Но ни потом, ни позже, ни ближе к полуночи он не смог ее любить. Она лежала рядом как хозяйка. Трогала его, где хотела, и усмехалась. Не нравились ему эти тонкие губы. Вот если бы они снова стали ножнами. Но женщина явно этого не хотела. Она хотела делать то, что она хотела. И он чувствовал в ее опытных руках каким-то несмышленым младенцем с маленькой пиською, которую как ни тереби, все равно ничего не получится.

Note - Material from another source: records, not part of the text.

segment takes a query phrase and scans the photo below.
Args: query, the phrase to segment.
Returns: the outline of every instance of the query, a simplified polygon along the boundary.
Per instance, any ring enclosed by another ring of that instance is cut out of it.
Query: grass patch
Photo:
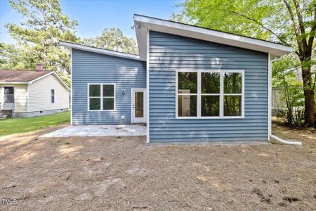
[[[70,112],[32,118],[10,118],[0,121],[0,136],[28,132],[70,122]]]

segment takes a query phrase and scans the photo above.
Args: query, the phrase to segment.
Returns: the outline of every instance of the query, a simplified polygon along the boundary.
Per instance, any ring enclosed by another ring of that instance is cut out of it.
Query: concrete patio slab
[[[146,126],[125,125],[79,125],[69,126],[40,137],[145,136]]]

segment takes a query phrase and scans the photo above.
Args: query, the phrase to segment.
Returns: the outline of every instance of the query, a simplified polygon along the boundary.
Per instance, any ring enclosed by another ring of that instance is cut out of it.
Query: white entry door
[[[132,89],[132,122],[146,122],[146,89]]]

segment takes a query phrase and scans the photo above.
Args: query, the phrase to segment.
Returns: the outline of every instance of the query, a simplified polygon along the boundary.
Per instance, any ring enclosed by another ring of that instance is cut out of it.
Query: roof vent
[[[43,70],[43,65],[37,64],[37,71],[42,71],[42,70]]]

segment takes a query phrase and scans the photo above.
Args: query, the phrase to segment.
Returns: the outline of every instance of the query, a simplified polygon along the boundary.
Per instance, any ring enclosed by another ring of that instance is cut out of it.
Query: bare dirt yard
[[[279,144],[146,146],[143,136],[0,138],[6,210],[315,210],[316,132]]]

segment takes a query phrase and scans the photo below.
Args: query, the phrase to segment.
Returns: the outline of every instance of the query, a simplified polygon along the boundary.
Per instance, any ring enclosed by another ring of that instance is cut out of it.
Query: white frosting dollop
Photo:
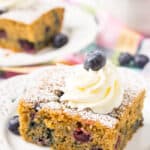
[[[117,68],[107,62],[99,71],[75,67],[75,73],[66,79],[62,101],[72,108],[91,108],[95,113],[109,113],[123,100],[123,86]]]
[[[36,0],[0,0],[0,9],[28,8],[36,3]]]

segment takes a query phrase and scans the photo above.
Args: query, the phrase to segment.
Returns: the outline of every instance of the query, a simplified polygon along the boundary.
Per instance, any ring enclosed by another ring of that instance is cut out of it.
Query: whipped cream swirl
[[[75,67],[75,73],[66,79],[62,101],[72,108],[91,108],[95,113],[109,113],[123,100],[123,87],[117,68],[107,62],[99,71]]]

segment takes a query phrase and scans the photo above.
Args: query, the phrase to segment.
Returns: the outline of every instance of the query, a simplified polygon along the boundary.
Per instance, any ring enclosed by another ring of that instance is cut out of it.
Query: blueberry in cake
[[[13,1],[0,10],[0,47],[33,53],[50,45],[61,31],[64,7],[56,0]]]
[[[84,65],[51,66],[35,76],[18,106],[28,142],[54,150],[123,150],[143,125],[145,89],[98,51]]]

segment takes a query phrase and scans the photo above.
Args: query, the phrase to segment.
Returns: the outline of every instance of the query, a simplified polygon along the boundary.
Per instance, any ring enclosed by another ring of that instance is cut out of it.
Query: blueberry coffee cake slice
[[[36,76],[18,106],[28,142],[54,150],[123,150],[143,125],[144,88],[98,51],[84,65],[52,66]]]
[[[10,2],[12,3],[12,2]],[[61,31],[64,7],[56,0],[18,1],[0,10],[0,47],[33,53]]]

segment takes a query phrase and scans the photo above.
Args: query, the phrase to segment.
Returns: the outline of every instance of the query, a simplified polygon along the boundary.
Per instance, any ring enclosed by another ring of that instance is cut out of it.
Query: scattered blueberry
[[[90,52],[85,58],[84,68],[86,70],[92,69],[98,71],[106,64],[106,56],[100,50]]]
[[[48,32],[50,32],[50,31],[51,31],[51,28],[47,26],[47,27],[45,28],[45,32],[48,33]]]
[[[20,135],[19,133],[19,117],[18,116],[13,116],[8,123],[8,129],[16,134],[16,135]]]
[[[0,29],[0,39],[6,38],[6,37],[7,37],[7,34],[6,34],[5,30]]]
[[[90,140],[90,134],[81,128],[76,129],[73,132],[73,136],[79,142],[88,142]]]
[[[133,61],[134,57],[129,53],[121,53],[119,56],[119,64],[121,66],[130,65],[131,61]]]
[[[33,52],[35,50],[34,44],[27,40],[19,40],[19,44],[20,44],[21,48],[27,52]]]
[[[149,62],[149,58],[142,54],[137,54],[134,57],[134,64],[136,67],[143,68]]]
[[[58,33],[52,38],[52,45],[55,48],[60,48],[68,42],[68,37],[63,33]]]

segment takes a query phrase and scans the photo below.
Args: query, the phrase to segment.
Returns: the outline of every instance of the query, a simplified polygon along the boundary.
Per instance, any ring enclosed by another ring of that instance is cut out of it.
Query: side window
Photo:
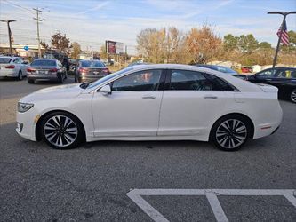
[[[262,78],[262,79],[271,78],[271,77],[274,77],[275,74],[276,74],[276,70],[270,68],[266,71],[256,74],[256,76],[259,78]]]
[[[113,82],[112,91],[156,91],[162,70],[145,70],[127,75]]]
[[[217,84],[202,73],[186,70],[172,70],[172,91],[220,91]]]
[[[278,78],[295,78],[296,72],[293,69],[282,69],[278,71],[277,76]]]

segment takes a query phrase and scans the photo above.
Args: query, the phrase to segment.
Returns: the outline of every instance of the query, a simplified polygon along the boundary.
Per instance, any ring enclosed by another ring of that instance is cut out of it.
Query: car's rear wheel
[[[22,72],[20,70],[18,74],[18,80],[21,81],[22,80]]]
[[[235,151],[243,147],[251,133],[244,116],[230,115],[219,119],[211,131],[211,140],[220,149]]]
[[[69,149],[83,140],[83,126],[73,115],[54,112],[42,122],[43,139],[52,148]]]
[[[29,78],[28,78],[28,83],[29,84],[34,84],[35,81],[34,81],[34,79],[29,79]]]
[[[296,103],[296,89],[293,89],[293,90],[291,91],[291,94],[290,94],[290,99],[291,99],[291,101],[292,101],[293,103]]]

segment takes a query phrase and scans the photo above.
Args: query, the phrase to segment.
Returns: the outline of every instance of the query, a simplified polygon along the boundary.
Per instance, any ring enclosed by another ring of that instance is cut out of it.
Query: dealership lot
[[[296,106],[291,102],[281,101],[284,120],[275,135],[251,140],[238,152],[193,141],[103,141],[60,151],[14,130],[20,98],[52,85],[59,84],[0,81],[1,220],[152,221],[126,194],[134,189],[296,190]],[[161,213],[159,221],[217,219],[204,195],[142,198]],[[229,221],[296,220],[296,208],[283,195],[218,199]]]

– Э, да мы ничего не можем, – скривила она губы. – Мы хотим домой баиньки, заиньки хотят баиньки, – пропела она. Ясно, она презирала его. Метро вскоре закрывалось. Ехать было далеко. Приятель давно ушел. Униженно улыбаясь, Алик кое-как наскоро оделся. У дверей губы прикоснулись к губам: железка к деревяшке. И адье. «Позвони завтра» – из вежливости.

3

В вагоне метро Алик дремал весь длинный и прямой путь. Пустой ярко освещенный вагон дергался и гремел какими-то металлическими частями, ускорял ход. И Алик куда-то все время проваливался.

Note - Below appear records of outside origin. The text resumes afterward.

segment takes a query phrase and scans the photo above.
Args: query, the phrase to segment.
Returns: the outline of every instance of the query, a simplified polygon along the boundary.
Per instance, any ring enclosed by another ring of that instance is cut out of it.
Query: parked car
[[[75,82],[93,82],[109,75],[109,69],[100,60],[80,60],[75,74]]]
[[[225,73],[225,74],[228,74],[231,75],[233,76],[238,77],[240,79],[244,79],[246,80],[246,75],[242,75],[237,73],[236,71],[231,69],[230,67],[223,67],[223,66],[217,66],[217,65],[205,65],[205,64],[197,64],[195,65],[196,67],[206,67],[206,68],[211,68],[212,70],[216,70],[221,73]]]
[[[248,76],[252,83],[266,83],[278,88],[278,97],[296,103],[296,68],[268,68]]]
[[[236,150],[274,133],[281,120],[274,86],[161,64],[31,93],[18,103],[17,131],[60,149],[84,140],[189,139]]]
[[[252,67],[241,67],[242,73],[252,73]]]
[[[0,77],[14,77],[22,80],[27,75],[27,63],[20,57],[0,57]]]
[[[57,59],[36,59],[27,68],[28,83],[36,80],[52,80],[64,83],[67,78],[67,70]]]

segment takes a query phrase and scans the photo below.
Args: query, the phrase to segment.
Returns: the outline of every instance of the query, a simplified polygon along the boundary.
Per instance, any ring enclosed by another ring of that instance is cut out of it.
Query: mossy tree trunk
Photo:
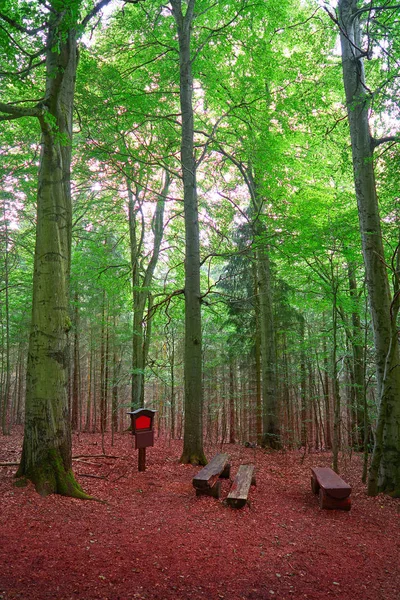
[[[21,464],[41,494],[85,497],[72,474],[68,414],[68,281],[71,255],[71,136],[77,68],[74,30],[65,36],[53,14],[47,40],[46,112],[42,130]],[[59,52],[54,51],[58,45]]]
[[[206,464],[203,450],[203,381],[200,294],[200,239],[194,155],[191,32],[195,0],[183,14],[181,0],[171,0],[179,43],[181,166],[185,218],[185,425],[182,463]],[[186,3],[185,3],[186,4]]]
[[[372,317],[379,398],[376,443],[368,493],[400,495],[400,353],[393,317],[387,267],[375,186],[374,148],[388,140],[376,140],[369,128],[371,96],[365,82],[361,18],[357,0],[339,0],[343,82],[353,157],[363,258]],[[383,10],[383,8],[382,8]]]
[[[42,100],[28,108],[18,102],[0,102],[0,120],[36,117],[41,128],[25,432],[17,476],[31,480],[44,495],[55,492],[88,497],[72,473],[67,398],[72,114],[77,32],[109,1],[100,0],[82,21],[81,0],[32,2],[32,9],[37,9],[36,23],[41,22],[33,29],[23,25],[23,15],[21,24],[14,19],[15,12],[7,14],[7,7],[4,13],[0,12],[0,21],[10,28],[11,42],[13,31],[18,31],[26,36],[30,48],[32,40],[35,38],[40,43],[41,32],[46,32],[45,44],[38,52],[38,56],[45,56],[45,90],[32,92],[32,95],[42,95]],[[21,57],[31,56],[31,51],[21,52],[21,42],[15,51]],[[27,72],[31,67],[32,60]]]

Он полз юзом, упираясь локтями и скользя в глине. Он лежал насквозь промокший, шинель стояла на нем коробом и вдавливала в землю. На ноге развязалась и волочилась обмотка, пусть. Он прижимал к плечу тяжелый приклад неестественно длинной винтовки образца 1893 года. Далеко впереди мелькающие зарницы высвечивали тонкий силуэт штыка. Впереди за пеленой дождя размеренно молотило.

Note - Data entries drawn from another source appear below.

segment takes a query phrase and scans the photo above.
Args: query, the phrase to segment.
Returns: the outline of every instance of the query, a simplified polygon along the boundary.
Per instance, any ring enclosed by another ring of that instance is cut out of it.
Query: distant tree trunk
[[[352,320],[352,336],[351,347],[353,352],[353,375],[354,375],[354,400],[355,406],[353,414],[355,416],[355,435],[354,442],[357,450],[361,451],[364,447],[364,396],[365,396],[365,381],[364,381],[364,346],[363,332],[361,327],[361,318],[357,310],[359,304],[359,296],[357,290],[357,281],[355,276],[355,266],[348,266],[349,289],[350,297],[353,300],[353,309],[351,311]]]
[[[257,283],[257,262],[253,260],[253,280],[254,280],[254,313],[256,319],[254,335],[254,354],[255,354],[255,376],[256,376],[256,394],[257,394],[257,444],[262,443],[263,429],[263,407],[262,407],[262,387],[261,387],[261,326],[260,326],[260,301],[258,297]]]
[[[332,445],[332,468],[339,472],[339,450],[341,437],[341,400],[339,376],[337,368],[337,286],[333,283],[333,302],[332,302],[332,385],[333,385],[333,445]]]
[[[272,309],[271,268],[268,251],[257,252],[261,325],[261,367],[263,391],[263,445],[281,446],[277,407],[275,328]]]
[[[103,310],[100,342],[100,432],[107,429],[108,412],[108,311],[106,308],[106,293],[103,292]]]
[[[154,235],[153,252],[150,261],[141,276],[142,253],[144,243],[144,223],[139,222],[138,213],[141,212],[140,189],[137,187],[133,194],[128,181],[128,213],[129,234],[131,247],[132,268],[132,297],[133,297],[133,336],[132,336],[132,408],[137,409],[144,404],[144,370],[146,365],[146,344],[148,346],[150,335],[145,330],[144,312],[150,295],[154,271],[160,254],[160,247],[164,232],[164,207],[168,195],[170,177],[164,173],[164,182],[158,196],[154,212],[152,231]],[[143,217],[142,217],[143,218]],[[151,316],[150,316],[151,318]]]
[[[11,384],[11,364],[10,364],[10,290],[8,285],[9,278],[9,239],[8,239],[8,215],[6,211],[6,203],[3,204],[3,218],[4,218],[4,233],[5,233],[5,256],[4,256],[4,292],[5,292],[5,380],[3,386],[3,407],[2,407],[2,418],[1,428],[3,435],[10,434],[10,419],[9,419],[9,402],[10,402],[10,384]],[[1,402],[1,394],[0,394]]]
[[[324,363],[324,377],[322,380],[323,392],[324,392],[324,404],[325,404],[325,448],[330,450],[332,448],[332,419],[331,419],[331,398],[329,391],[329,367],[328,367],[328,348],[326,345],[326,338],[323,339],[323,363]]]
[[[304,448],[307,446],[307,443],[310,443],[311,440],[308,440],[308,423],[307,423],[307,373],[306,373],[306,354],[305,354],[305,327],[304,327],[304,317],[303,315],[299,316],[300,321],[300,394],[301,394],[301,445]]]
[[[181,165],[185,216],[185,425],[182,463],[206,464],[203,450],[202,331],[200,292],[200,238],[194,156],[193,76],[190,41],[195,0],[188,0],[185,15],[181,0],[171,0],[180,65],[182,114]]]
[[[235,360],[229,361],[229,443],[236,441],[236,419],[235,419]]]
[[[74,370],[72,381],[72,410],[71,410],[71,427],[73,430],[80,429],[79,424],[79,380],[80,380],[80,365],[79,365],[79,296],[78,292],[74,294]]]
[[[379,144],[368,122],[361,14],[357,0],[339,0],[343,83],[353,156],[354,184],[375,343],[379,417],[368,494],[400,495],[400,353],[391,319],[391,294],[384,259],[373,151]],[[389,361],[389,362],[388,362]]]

Алик был грязен до самого исподнего, давно небрит, скорее какое-то скользкое беспозвоночное животное, окопная ящерица, чем человек. В нем на самом дне копошилось сознание его деда. И это сознание хотело ускользнуть, убежать туда, где сухо и тепло. Где можно дышать и не стреляют. Земля вздрагивала, как живое тело, холмы раздвигались и оползали жирными ляжками. Там внизу то и дело высвечивалась черная канава, извилистая промежность, казалось, она усмехалась. С каждым разрывом снаряда земля подбрасывала и подталкивала его все ближе и ниже. Беззубая щель чернела все шире, все змеистей. Совершенно очевидно, она улыбалась, готовясь разжевать его и поглотить.

4

Дома ему сразу захотелось застрелиться. Просто так. А что? Просто так. Рывком выдвинул ящик стола, и рука сама легла на прохладную гладкую рукоятку. С облегчением. Как будто пришел к самому близкому другу, которому все можно высказать, и он поймет, и он поможет. «Выстрелишь, а мать спит здесь за стеной. В уборной? Нет, невозможно. В последнюю минуту видеть сиреневый унитаз и розовую туалетную бумагу. И еще кровь на кафеле. Будто взял тебя кто-то и спустил вместе с потоком воды в канализацию. Но как жить дальше? Забыть. Забыть навсегда, как будто этого не было. Черноглазая Ляля, двадцати еще нет и давно в него влюблена, возле да рядом ходит. И такие у нее невинные губы. Но как? Как ее заставить делать это? Ее губы, ему всегда казалось, предназначены лишь для того, чтобы говорить об интересных им обоим вещах, о политике, о том, что статью надо скорее сдавать в номер. А делаться ножнами для него? Нет, они совершенно не способны».